Nonoperative Treatment Options for Achilles Tendon Ruptures


The Achilles tendon is the thick tendon that connects your calf muscles to your heel. Injury to this structure can range from a simple, but painful, tendinopathy to full rupture where the calf muscle can no longer act to plantarflex the ankle. Rate of Achilles tendon rupture is on the rise and can be quite debilitating, preventing participation in sports and limiting walking ability. Despite the rising prevalence, treatment for Achilles tendon rupture is not consistent. Most research shows that surgical repair results in significantly lower rerupture rates at three and a half percent compared to non-surgical repair, which has a rerupture rate around twelve and a half percent. More recently, however, research has indicated that a functional non-operative protocol results in rerupture rates similar to those who have undergone surgical repair, with one study reporting seven percent and another reporting eight percent rerupture rate.

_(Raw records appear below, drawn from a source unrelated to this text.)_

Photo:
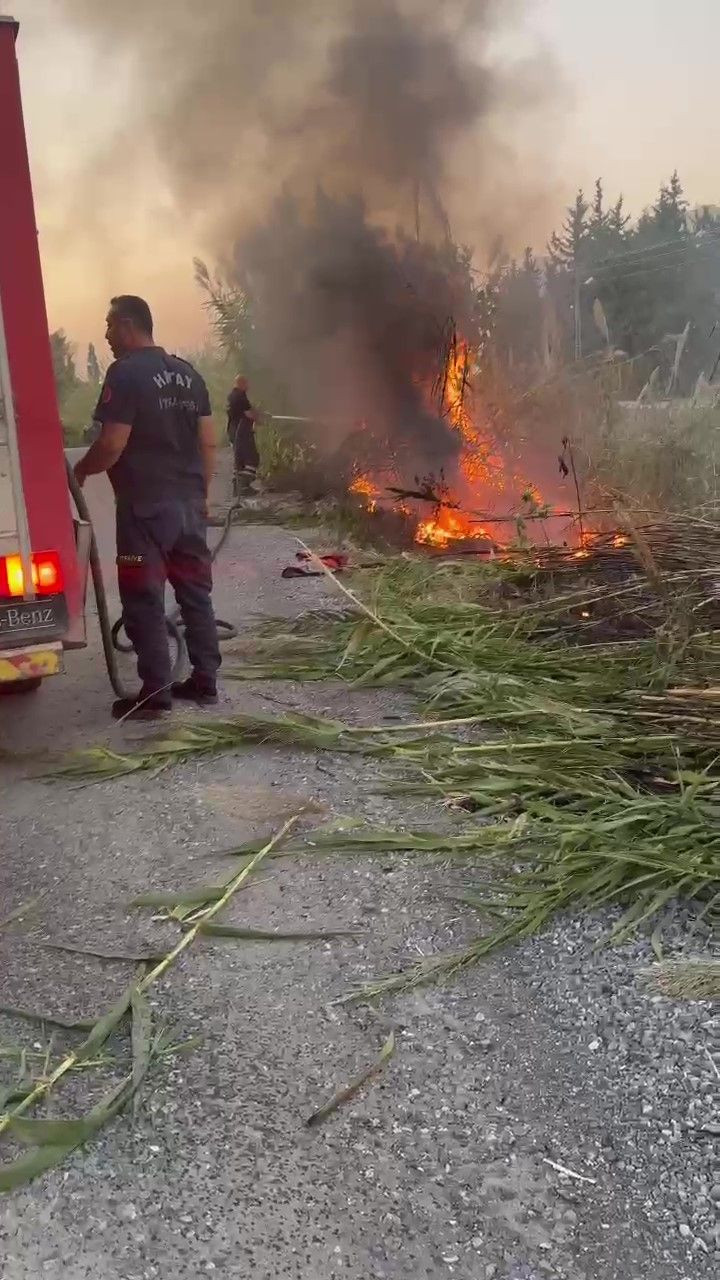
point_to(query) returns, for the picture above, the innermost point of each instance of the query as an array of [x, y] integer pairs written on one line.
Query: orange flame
[[447, 526], [363, 485]]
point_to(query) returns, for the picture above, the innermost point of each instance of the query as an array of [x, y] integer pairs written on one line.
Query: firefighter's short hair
[[128, 306]]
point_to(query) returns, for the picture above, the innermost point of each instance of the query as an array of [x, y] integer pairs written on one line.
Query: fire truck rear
[[42, 551]]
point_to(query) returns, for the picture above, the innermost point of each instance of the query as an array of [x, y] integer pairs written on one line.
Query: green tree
[[63, 364], [566, 245]]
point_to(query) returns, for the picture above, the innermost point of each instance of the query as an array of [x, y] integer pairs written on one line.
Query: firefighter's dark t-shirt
[[162, 398]]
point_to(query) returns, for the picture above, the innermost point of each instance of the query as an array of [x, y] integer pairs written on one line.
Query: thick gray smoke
[[324, 150]]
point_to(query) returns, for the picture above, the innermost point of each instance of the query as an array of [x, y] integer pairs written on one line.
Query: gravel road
[[550, 1056]]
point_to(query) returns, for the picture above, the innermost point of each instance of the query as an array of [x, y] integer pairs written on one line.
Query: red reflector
[[46, 575]]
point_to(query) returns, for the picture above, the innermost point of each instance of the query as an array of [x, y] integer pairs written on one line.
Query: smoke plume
[[326, 151]]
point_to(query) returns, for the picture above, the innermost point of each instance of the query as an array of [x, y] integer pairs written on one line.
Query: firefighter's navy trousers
[[160, 542]]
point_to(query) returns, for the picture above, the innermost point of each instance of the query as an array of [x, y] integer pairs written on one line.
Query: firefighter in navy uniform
[[158, 446]]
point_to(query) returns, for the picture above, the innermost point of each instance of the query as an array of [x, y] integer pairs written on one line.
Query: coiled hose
[[110, 632]]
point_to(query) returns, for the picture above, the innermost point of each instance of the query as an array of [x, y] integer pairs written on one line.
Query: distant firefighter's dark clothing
[[241, 432]]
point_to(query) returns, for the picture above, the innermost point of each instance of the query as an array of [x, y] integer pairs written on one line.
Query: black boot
[[204, 693]]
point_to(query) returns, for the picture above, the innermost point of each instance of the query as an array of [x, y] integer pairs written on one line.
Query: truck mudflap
[[31, 662]]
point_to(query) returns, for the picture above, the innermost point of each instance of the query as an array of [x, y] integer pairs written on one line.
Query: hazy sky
[[638, 100]]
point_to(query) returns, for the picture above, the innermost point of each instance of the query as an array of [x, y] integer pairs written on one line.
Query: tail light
[[46, 575]]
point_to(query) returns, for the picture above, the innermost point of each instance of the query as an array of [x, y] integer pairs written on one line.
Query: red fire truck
[[44, 552]]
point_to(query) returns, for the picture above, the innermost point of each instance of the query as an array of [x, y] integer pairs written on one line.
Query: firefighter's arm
[[104, 452], [208, 446]]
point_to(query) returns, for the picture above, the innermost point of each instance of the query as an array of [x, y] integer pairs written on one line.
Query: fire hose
[[110, 632]]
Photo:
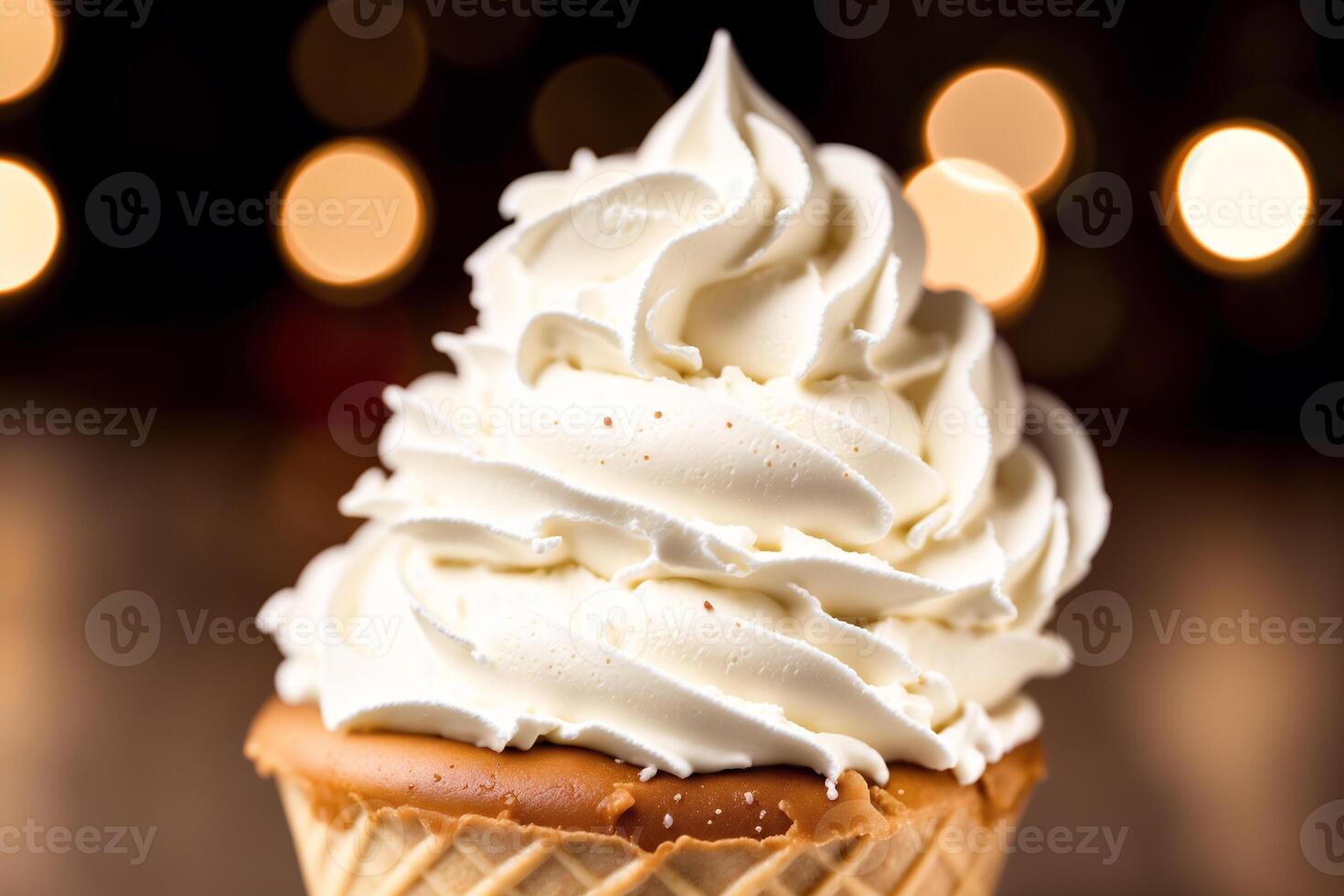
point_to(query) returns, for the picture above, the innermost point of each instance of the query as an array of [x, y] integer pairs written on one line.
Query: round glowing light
[[1006, 119], [983, 235], [30, 226], [1243, 197], [30, 45], [352, 214], [352, 82]]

Functional non-operative management is a relatively new bracing concept that involves early weight-bearing and range of motion. These two rehabilitation factors have shown to prevent detrimental alterations in muscle characteristics and increase maturation of collagen fibers during the tendon healing process. There is some difficulty with beginning early range of motion, in that the brace or orthosis must be removable which is more costly and requires patient compliance. Simply adding weight bearing to the early rehabilitation protocol, however is much easier, and involves changing casts to one that has a weight bearing device, such as a Bohler iron, added.

A recent study looking at long-term outcomes and rerupture rates of the Achilles tendon using a weight-bearing cast fit with a Bohler iron found that only one in 37 patients suffered a rerupture two years after initial injury. Some of the potential side-benefits of early weight bearing may include earlier return to work, higher self-reported functional testing scores, faster gains in ankle plantar flexion strength, and less pain or weakness after cast removal. These side-benefits have not been significant effects reported in the literature, but that is likely due to the lack of research looking at this relatively new nonsurgical approach. At this time the protocols for early weight bearing and early range of motion for non-surgical Achilles tendon repair and very inconsistent and are not research supported. As previously mentioned, basic science supports the concepts of early weight bearing and early range of motion for the beneficial effects it has on the muscle composition and tendon healing.

It is clear that more research is warranted to help surgeons and patients justify their choice of surgical vs. nonsurgical repair and decide to participate in rehabilitation that incorporates early weight bearing and early range of motion. At this time, research does show that non-surgical repair with early weight bearing is a viable option that does not seem to increase risk of rerupture rate or other complications.